When Themis, prophesying future days, had said these words, the Gods of Heaven complained because they also could not grant the gift of youth to many others in this way. Aurora wept because her husband had white hair; and Ceres then bewailed the age of her Iasion, grey and stricken old; and Mulciber demanded with new life his Erichthonius might again appear; and Venus, thinking upon future days, said old Anchises' years must be restored. And every god preferred some favorite, until vexed with the clamor, Jupiter implored, 'If you can have regard for me, consider the strange blessings you desire: does any one of you believe he can prevail against the settled will of Fate? As Iolaus has returned by fate, to those years spent by him; so by the Fates Callirhoe's sons from infancy must grow to manhood with no struggle on their part, or force of their ambition.
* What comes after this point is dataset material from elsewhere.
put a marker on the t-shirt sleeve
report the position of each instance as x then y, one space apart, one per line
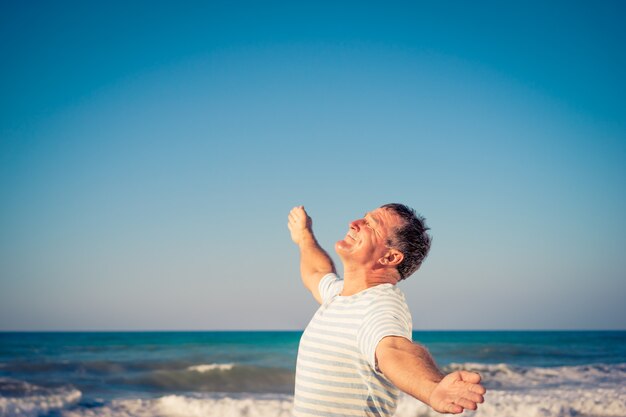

And you should endure your fortune with contented minds: I, also, must give all control to Fate. If I had power to change the course of Fate I would not let advancing age break down my own son Aeacus, nor bend his back with weight of year; and Rhadamanthus should retain an everlasting flower of youth, together with my own son Minos, who is now despised because of his great age, so that his scepter has lost dignity.